Miller, the Chief Security Officer at Covisint, a B2B cloud company, says it is time to start thinking of

cars as people. Give cars an identity. Make cars log into the cloud to collect

updates, music, personal preferences, the lot.

The big

difference from today is credentials are not stored in the car, but in the

cloud. But the authentication comes from a centralized hub, Miller said.

“I’ve authenticated

as Dave Miler’s car and I need to find my wife,” Miller said. “Move the action

to the cloud. Maker hackers have to hack a cloud system.”

He said the

biggest challenge is the apps require you to touch the car. In the case of

Bluetooth, it has to get the signal. But in other cases, a plug-in is

downloaded and the hackers have found a way to get into the apps.

In Miller’s

scenario, the car can’t do anything unless it authenticates.

This was the

tale told by Miller, and Cisco’s Director of Smart Connected Vehicles Andreas

Maj at TU Automotive Detroit 2015. They also discussed together how the two

companies will enable manufacturers to usher in a new era of vehicle connectivity.

Connected

cars are increasingly joining our smartphones and connected homes at the center

of our digital lives offering increased convenience, personalization and

entertainment value, but what most of us don’t fully understand are the

security consequences of loading all our personal information, data and

passwords in to a vehicle.

“We support

OnStar, Hyundai Blue Link with this,” Miller said. “They like the idea of a

token-based authentication. It provides a central place to manage vehicles.”

For

instance, Miller said, he goes through the process of setting up his car and

connecting it to the cloud. Then, in three years, his car gets totaled. His

personal information doesn’t go to the junk yard with his car.
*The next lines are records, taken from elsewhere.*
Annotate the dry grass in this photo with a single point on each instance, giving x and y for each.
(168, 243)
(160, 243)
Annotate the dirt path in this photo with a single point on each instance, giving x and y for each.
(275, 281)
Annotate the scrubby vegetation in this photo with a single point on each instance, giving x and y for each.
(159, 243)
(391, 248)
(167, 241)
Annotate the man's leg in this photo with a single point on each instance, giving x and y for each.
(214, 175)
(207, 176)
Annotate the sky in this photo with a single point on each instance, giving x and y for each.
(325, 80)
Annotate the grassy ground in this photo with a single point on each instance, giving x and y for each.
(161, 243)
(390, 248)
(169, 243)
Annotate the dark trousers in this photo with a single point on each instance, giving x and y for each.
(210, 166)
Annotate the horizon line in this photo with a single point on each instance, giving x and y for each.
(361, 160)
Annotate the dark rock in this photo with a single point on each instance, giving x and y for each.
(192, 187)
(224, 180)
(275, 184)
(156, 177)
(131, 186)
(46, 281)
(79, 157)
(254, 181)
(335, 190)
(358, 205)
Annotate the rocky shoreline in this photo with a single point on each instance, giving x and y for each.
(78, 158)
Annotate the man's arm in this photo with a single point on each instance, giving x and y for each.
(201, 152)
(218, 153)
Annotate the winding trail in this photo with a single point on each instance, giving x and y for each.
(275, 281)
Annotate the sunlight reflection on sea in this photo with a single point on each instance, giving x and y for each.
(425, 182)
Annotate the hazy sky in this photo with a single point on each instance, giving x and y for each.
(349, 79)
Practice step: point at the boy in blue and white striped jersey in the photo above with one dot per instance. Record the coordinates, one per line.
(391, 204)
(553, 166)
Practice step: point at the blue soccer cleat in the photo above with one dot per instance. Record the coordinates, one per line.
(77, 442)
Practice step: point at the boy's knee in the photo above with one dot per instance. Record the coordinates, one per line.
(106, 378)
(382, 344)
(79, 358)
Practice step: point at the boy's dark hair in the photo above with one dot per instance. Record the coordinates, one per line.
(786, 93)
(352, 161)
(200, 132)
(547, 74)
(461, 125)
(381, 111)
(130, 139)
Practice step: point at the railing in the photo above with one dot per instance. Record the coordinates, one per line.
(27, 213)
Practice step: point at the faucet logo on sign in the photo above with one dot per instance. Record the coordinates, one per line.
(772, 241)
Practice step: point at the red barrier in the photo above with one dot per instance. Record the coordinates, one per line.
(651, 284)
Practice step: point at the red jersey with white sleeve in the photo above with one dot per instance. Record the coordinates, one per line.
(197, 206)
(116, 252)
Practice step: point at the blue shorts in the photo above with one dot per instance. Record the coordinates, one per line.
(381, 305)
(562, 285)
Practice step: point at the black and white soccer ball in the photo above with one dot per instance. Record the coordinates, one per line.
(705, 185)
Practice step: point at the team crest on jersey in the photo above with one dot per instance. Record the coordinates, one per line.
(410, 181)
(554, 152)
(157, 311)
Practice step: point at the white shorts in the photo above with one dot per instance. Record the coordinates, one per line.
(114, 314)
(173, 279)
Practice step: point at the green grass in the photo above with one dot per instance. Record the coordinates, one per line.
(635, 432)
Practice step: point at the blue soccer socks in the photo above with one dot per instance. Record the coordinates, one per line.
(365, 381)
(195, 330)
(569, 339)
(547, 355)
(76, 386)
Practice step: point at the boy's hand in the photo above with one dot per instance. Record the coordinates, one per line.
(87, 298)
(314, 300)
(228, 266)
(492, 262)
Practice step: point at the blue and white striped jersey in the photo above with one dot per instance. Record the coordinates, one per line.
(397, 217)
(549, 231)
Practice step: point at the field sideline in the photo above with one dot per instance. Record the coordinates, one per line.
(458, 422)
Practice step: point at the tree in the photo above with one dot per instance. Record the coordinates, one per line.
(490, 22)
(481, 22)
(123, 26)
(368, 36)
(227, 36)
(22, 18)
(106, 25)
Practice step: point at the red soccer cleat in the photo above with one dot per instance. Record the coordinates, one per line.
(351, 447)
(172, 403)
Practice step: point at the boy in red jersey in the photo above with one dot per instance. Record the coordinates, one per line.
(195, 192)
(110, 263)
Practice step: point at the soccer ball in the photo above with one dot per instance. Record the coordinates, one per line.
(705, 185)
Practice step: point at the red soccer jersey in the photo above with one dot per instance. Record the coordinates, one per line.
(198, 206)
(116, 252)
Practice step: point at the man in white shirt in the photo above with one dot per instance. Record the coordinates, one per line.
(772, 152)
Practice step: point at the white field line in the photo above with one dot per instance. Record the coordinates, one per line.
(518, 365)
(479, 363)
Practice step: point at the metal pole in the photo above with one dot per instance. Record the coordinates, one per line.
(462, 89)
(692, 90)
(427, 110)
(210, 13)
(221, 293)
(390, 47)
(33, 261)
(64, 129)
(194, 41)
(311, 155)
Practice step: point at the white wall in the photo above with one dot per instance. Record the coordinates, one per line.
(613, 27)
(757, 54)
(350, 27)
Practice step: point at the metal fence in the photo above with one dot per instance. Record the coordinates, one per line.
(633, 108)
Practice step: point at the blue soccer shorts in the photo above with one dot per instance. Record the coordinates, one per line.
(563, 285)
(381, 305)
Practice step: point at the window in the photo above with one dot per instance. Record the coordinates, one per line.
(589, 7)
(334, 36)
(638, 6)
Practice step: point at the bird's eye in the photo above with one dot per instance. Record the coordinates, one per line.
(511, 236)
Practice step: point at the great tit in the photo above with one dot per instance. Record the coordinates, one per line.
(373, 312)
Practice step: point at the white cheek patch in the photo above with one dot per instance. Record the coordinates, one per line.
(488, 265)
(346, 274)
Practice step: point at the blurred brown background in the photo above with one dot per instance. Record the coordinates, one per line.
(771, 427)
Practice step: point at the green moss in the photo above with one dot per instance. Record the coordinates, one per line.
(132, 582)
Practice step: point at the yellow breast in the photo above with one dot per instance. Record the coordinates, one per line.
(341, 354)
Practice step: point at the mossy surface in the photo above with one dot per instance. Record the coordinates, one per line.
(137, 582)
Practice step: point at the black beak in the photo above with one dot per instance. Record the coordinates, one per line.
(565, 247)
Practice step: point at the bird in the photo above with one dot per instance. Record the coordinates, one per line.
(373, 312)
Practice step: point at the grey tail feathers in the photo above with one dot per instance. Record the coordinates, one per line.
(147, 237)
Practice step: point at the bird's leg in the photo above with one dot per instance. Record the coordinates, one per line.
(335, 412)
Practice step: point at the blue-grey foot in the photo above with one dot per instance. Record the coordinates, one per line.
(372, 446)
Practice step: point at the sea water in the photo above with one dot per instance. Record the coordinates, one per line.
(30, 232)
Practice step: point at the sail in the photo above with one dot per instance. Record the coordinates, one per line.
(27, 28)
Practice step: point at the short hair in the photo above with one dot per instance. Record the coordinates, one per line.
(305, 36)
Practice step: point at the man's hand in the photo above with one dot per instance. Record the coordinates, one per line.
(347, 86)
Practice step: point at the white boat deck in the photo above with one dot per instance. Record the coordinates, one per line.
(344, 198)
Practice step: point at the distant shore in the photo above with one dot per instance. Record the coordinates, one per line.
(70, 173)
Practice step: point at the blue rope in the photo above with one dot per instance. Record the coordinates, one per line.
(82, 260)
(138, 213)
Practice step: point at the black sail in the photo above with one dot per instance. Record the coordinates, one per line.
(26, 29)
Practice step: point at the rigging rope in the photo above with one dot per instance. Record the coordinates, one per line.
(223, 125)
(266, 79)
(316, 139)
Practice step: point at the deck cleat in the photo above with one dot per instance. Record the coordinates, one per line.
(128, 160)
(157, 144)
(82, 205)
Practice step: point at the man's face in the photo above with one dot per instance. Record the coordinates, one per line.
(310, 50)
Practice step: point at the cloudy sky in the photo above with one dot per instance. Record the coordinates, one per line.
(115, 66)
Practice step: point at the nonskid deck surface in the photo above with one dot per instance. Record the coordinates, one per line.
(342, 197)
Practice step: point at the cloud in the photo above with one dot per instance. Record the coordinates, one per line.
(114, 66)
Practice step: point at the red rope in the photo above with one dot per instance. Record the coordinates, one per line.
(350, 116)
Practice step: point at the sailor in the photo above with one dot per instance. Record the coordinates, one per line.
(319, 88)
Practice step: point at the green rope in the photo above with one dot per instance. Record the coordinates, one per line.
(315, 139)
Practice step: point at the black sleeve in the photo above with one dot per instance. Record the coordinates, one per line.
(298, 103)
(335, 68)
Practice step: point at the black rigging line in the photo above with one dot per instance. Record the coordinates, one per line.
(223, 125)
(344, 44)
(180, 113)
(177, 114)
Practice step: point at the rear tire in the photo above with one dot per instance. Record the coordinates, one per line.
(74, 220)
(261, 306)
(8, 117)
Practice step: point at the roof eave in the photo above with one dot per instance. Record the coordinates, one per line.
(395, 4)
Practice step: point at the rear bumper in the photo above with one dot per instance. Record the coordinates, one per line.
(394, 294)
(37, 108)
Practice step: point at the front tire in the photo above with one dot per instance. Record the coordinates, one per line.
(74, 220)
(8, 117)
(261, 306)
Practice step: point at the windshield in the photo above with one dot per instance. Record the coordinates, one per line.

It remains

safely stored in the cloud.

“Or if the car

is stolen, you immediately deprovision it from anything it can do.”

Cybersecurity

expert Richard Stiennon said car authentication from the cloud is a good

direction for vehicle makers to take.

“They also

should separate the entertainment from car controls,” Stiennon said. “But they

also need to separate sensors from entertainment. Hackers can hack pressure

gauges to take control of the car. Cars are the enterprise all over again. You

need strict controls over separation and authentication.”